The Metropolitan Court of Budapest overturned the February 11 decision of the Budapest police to deny an application by Rainbow Mission Foundation, a lesbian, gay, bisexual, and transgender (LGBT) organization, to extend the route of the 2011 Budapest Gay Pride March to the parliament building.
Rainbow Mission Foundation made a formal request to the police in September 2010 to hold the gay pride march in June 2011. Because the police did not deny the request within two days, it was automatically approved under national law. In February, the organizers of the event decided to extend the route to end at Parliament Square, but the police denied their request. The court refuted the police claims that the extended route of the march would unduly obstruct traffic.
In 2008, the police had denied a permit for a gay pride march on similar grounds but withdrew its objections following a letter from 15 LGBT organizations and the rejection by Gábor Demszky, the Budapest mayor at that time, of the claim that the parade would unduly obstruct traffic. Approximately 450 lesbians, gays, and supporters gathered in the city center for the event.
During the march, though, several LGBT people were subjected to physical and verbal abuse, and crowds of counter-demonstrators threw explosive devices, eggs, cobblestones, and bottles at the participants. As a result 10 people were injured and 45 detained.

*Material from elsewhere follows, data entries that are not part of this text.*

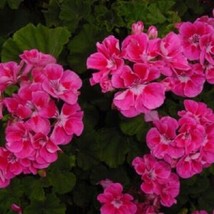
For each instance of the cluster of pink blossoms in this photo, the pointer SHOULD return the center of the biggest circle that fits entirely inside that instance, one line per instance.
(140, 71)
(187, 143)
(41, 113)
(146, 66)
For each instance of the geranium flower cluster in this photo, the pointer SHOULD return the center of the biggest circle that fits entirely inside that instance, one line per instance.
(187, 143)
(115, 201)
(40, 111)
(145, 66)
(140, 71)
(158, 179)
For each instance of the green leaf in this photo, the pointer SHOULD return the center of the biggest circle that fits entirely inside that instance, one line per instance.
(37, 191)
(112, 147)
(2, 3)
(81, 46)
(51, 13)
(155, 16)
(44, 39)
(51, 205)
(63, 182)
(73, 11)
(132, 126)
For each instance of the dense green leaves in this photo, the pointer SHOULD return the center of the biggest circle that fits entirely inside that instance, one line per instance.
(40, 37)
(13, 4)
(69, 30)
(51, 205)
(112, 147)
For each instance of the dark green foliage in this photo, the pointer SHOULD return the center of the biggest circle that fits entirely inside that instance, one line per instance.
(69, 29)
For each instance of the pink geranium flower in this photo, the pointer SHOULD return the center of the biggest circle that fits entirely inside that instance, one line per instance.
(107, 60)
(139, 49)
(114, 201)
(45, 151)
(187, 83)
(209, 73)
(189, 165)
(206, 44)
(37, 58)
(61, 84)
(108, 56)
(207, 147)
(19, 139)
(152, 172)
(9, 72)
(196, 111)
(69, 122)
(171, 51)
(140, 95)
(160, 139)
(170, 190)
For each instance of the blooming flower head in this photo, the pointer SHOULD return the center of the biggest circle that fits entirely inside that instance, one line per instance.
(114, 201)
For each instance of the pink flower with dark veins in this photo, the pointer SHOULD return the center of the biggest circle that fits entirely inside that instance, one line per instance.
(61, 84)
(160, 139)
(114, 201)
(69, 122)
(19, 139)
(140, 95)
(9, 72)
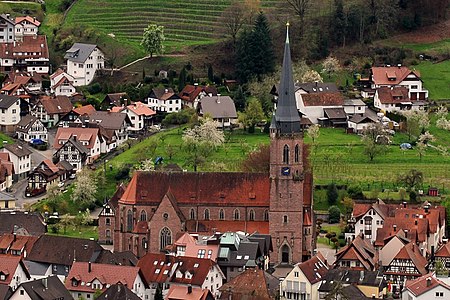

The right to the freedom of assembly is enshrined in Article 11 of the European Convention for the Protection of Human Rights and Fundamental Freedoms. In BÄ"czkowski and Others v Poland in 2005 and Alekseyev v. Russia in 2010, the European Court of Human Rights ruled unanimously that banning a LGBT pride parade violated the right to freedom of assembly and association.
On March 31, 2010, the Committee of Ministers of the Council of Europe adopted a set of recommendations (CM/Rec (2010), 5 addressed to member states, including Hungary, on measures to combat discrimination on the grounds of sexual orientation or gender identity. The recommendations are minimum standards. Relevant articles are:
Article 14. Member states should take appropriate measures at national, regional and local levels to ensure that the right to freedom of peaceful assembly, as enshrined in Article 11 of the Convention, can be effectively enjoyed, without discrimination on grounds of sexual orientation or gender identity.
Article 15. Member states should ensure that law enforcement authorities take appropriate measures to protect participants in peaceful demonstrations in favor of the human rights of lesbian, gay, bisexual and transgender persons from any attempts to unlawfully disrupt or inhibit the effective enjoyment of their right to freedom of expression and peaceful assembly.
Article 16. Member states should take appropriate measures to prevent restrictions on the effective enjoyment of the rights to freedom of expression and peaceful assembly resulting from the abuse of legal or administrative provisions, for example on grounds of public health, public morality and public order.
"Instead of trying to obstruct the fundamental rights to freedom of assembly and expression, the police authorities should fulfill their obligation to protect the demonstrators," Dittrich said. "The court has done the right thing. The police should follow suit."